Когда землянин смотрит на небо, его первый импульс — поверить в то, что Солнце вращается вокруг Земли; все наводит на мысль об этом. Когда читатель разглядывает библиотечную полку, его первый импульс — поверить, что авторы сами породили вот эти книги, коим они предсуществовали. Так делает и сам автор, разумеется, заботящийся о своем «авторитете» (однокоренные слова). Ему приятно полагать, что его «произведение» просто-напросто вышло из его духа. Разве он не записал свои идеи словами, не упорядочил слова по страницам, а страницы — по тетрадям? Он с удовольствием воображает свой труд как нисходящую операцию: от возвышенного к серийному, от настоятельного к второстепенному, и от произведения, задуманного автором в одиночестве, к объекту, изготовленному неважно как. Все мы бессознательно действуем сверху вниз — от духа вверху к материи внизу (я излагаю
идею письменно, я выкладываю ее и т. д.). Мы нисколько не подозреваем, что дух может подниматься (снизу); что книга (объект) изобрела «автора» (субъект) — что нас сделало то, что сделали мы. Как и то, что система записи, отступая во времени, могла как-то породить вторую природу, какой является наша культура.Логическая машина, которую представляет собой запись, изменила человеческое существо; не только его «быть» и его «иметь», его компетенцию и грезы. Она революционизировала его пространство
через первую форму телеприсутствия — позволив ознакомиться или способствовав ознакомлению с сообщениями, произведенными людьми, отдаленными на тысячи километров. Она революционизировала его время — которое перешло от циклической формы, свойственной устным цивилизациям, к линейной прогрессии. И произошло это потому, что стало возможным назначить фиксированную точку отсчета в длительности, провести черту, начиная с которой мы могли бы нумеровать года, правителей и эры, словом — устанавливать хронологию. Переход от устных культур к письменным рассматривался in vivo[36] в современную эпоху, а именно — в Африке, например, антропологом Джеком Гуди.

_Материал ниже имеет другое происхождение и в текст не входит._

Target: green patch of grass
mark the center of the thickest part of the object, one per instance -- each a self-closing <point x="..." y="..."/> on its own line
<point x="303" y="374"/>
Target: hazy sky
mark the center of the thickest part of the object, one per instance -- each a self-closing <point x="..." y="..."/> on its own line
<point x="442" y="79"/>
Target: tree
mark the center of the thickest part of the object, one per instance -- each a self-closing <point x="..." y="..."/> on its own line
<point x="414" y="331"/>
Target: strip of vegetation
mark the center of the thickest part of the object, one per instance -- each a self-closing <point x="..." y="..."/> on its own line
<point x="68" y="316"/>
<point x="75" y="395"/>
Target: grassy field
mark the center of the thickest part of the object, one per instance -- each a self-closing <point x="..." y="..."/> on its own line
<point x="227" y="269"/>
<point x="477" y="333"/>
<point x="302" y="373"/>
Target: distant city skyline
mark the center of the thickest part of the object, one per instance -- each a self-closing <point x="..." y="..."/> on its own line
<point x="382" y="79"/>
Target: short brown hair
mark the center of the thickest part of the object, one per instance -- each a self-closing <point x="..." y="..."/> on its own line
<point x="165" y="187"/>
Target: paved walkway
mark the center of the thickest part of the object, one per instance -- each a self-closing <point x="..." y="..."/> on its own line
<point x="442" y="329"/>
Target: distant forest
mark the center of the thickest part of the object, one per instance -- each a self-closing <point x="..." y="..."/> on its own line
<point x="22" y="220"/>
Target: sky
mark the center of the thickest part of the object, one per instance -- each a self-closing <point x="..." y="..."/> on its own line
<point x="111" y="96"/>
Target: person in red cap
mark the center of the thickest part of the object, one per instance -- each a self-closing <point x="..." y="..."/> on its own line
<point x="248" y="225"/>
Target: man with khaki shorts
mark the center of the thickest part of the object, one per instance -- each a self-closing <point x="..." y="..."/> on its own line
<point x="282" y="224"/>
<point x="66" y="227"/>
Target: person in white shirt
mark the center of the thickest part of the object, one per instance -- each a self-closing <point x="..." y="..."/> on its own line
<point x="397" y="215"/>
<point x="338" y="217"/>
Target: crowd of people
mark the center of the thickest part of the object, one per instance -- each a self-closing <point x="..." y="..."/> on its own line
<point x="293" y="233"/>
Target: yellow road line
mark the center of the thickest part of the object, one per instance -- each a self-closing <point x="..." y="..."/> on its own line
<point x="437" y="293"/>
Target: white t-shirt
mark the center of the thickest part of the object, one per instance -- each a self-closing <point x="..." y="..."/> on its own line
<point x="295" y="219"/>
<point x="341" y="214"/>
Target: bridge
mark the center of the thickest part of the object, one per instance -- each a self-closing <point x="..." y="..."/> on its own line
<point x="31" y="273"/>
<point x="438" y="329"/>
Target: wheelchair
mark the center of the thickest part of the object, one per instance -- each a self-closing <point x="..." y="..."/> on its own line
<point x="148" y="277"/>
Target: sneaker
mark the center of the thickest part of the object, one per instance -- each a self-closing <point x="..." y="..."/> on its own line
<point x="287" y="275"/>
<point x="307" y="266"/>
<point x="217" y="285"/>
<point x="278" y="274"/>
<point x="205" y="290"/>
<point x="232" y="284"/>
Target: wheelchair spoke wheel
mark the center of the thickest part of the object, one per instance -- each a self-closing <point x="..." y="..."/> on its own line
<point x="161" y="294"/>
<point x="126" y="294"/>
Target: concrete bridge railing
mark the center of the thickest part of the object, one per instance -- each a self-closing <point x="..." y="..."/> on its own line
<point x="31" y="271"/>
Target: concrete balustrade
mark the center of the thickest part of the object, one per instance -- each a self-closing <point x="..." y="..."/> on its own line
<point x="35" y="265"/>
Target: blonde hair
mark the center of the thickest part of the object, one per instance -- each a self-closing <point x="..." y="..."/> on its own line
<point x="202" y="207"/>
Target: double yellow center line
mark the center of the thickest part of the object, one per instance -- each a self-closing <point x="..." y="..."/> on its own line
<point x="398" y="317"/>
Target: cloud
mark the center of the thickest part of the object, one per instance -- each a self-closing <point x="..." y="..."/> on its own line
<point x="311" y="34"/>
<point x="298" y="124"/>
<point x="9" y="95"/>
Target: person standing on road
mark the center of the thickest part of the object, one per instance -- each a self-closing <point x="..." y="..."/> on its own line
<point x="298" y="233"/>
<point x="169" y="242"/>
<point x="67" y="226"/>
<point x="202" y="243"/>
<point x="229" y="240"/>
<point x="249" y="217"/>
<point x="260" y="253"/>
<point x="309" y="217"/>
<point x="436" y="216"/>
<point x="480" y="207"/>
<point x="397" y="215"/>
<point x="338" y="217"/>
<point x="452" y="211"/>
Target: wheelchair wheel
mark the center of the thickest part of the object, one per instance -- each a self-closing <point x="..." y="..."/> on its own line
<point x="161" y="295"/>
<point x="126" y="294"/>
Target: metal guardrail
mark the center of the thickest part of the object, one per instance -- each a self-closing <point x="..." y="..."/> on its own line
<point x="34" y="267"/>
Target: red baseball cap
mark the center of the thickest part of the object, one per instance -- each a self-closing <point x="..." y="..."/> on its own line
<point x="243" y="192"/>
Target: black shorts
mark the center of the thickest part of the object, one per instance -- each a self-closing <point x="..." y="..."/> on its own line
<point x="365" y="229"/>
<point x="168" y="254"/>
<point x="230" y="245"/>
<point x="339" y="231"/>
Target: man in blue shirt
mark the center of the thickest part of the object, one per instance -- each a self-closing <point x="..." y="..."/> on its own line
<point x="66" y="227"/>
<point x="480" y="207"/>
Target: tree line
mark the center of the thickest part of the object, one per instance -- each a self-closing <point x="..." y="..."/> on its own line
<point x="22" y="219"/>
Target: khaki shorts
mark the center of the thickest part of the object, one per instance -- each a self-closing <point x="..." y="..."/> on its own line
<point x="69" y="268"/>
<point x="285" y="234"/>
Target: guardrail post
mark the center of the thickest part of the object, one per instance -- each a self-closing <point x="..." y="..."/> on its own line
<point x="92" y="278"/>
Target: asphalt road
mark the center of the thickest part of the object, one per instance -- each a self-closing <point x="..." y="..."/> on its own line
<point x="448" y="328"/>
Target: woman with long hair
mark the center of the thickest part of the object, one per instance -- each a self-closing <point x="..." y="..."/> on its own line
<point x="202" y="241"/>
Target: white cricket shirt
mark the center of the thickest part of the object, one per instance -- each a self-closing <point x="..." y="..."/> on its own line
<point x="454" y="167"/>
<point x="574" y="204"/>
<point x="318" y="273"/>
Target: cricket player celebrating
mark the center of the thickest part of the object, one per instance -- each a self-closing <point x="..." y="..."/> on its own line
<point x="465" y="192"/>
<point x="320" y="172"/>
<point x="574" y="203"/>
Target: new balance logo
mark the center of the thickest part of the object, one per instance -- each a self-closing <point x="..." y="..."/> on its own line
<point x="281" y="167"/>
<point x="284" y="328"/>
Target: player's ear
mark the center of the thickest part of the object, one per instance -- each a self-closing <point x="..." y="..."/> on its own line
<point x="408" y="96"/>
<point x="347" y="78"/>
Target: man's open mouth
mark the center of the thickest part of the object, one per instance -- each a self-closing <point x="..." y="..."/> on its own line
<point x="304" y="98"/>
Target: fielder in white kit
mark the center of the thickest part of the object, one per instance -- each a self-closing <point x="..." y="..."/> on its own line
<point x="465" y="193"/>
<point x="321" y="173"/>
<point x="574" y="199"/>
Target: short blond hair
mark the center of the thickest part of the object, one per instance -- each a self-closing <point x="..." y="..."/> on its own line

И in vitro[37], ретроспективно, такими историками античного мира, как Пьер Видаль-Наке, Марсель Детьен, Вальтер Онг. Эти исследования по взаимовлиянию и взаимообусловленности фактически установили то, чем мы обязаны линейной записи речи: абстрактность (именно потому, что запись отделяет сообщение от обстоятельств его высказывания, от ситуации, переживаемой высказывающимся; запись «деконтекстуализирует» дискурс); идею универсального (будь то религия или научная истина, буддизм или геометрия), тогда как устное с необходимостью является локальным, контекстуальным и этноцентрическим; логическое умозаключение, классификацию и дедукцию (принцип непротиворечивости, например, не выводится, пока мы не располагаем поверхностями для записи, позволяющими сопоставлять и противопоставлять термы и операции); историю (начинающуюся с установления списков, династий и генеалогий); географию (предполагающую начертание маршрутов, контурные линии и карты); критический дух (как способность вернуться к визуализируемому и активизируемому предыдущему знанию). Не забывая, last but not the least[38], демократии: равенство перед законом предполагает, что последний может быть прочитан всеми, что его учтет каждый на агоре, — и в Спарте, милитаризованной олигархии, где голосование фактически осуществлялось при помощи единодушных приветственных возгласов, а не бюллетеней, мы обнаруживаем в сто раз меньше гравированных стел (девять надписей за шесть столетий), чем в Афинах (где количество надписей уменьшается в периоды олигархической реставрации, например, в 480-457 гг. до н. э.). Широко известны такие последствия, связанные с письменностью, которые в этом беглом очерке можно лишь упомянуть.